Dal suo punto di vista, il presidente egiziano e leader interno della Fratellanza, Mohammed Morsi, è riuscito in un capolavoro di accelerazione politica (Marc Lynch su Foreign Policy lo definisce “Lamborghini Morsi”). L’ironia in questo cataclisma nell’establishment del Cairo è che le teste dei generali sono rotolate per colpa della strage nel Sinai compiuta contro il loro esercito da militanti islamisti che, sebbene lontani dalla Fratellanza, hanno però agito grazie all’assenza di controllo alla frontiera con l’enclave palestinese di Gaza, governata da Hamas, costola della Fratellanza egiziana. Son stati Morsi e Hamas a volere la libera circolazione tra i due lati del confine come segno del cambiamento post Mubarak.

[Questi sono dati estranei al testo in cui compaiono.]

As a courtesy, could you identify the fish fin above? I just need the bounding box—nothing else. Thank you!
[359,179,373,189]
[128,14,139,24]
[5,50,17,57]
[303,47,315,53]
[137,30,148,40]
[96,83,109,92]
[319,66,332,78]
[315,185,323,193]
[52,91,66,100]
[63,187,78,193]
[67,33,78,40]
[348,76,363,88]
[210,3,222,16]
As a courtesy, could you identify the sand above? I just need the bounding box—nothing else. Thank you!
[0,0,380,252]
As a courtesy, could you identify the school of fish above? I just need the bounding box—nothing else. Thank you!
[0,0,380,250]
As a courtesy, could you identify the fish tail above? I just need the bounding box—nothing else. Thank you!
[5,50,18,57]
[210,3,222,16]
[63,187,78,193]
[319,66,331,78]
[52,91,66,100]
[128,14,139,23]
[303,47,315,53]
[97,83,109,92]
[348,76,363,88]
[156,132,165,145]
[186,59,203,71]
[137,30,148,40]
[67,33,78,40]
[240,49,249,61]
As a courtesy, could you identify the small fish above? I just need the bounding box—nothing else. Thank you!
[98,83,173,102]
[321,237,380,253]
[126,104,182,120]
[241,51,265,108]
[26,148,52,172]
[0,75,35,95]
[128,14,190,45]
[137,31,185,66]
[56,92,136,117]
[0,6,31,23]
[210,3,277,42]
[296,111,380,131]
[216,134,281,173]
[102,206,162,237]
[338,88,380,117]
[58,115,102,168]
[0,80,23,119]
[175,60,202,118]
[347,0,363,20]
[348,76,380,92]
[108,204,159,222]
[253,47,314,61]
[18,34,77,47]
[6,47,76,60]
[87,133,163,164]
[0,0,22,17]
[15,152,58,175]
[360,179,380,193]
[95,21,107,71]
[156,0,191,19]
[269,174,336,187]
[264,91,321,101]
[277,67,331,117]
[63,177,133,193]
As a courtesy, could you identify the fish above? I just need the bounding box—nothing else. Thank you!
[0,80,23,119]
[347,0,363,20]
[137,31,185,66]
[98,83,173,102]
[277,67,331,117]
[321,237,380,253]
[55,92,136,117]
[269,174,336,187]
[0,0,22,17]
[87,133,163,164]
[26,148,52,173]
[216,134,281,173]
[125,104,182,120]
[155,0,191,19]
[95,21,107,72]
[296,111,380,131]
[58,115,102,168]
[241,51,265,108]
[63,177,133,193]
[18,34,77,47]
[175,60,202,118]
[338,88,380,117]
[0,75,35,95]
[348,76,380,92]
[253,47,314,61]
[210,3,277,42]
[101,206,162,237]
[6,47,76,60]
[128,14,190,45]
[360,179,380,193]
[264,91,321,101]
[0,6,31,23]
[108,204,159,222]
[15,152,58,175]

Già due mesi fa il direttore dell’intelligence, Muwafi, aveva raccomandato un assalto contro i terroristi nella penisola del Sinai con l’impiego di almeno un battaglione corazzato con 30 carri armati, appoggiato da otto elicotteri e altri mezzi. L’operazione era caldeggiata da americani e israeliani – un delegato di Gerusalemme ha incontrato Muwafi e Tantawi all’inizio di luglio, all’insaputa del presidente Morsi – ma è arrivata soltanto in questi giorni, a strage avvenuta, con il nome di “operazione Aquila”. Dopo la cacciata, il capo delle spie, alto, elegante, che parla inglese e francese e intrattiene ottimi rapporti con molti servizi occidentali, ha spiegato di avere ricevuto un avvertimento dettagliato sul rischio di un attacco e di avere passato ai militari le informazioni, “la responsabilità dell’intelligence è raccogliere le notizie, spettano ad altri le decisioni operative sul terreno”. Muwafi aveva chiesto che i valichi fra la Striscia di Gaza e l’Egitto fossero chiusi, il governo non lo ha ascoltato. Dopo, è arrivata la cacciata.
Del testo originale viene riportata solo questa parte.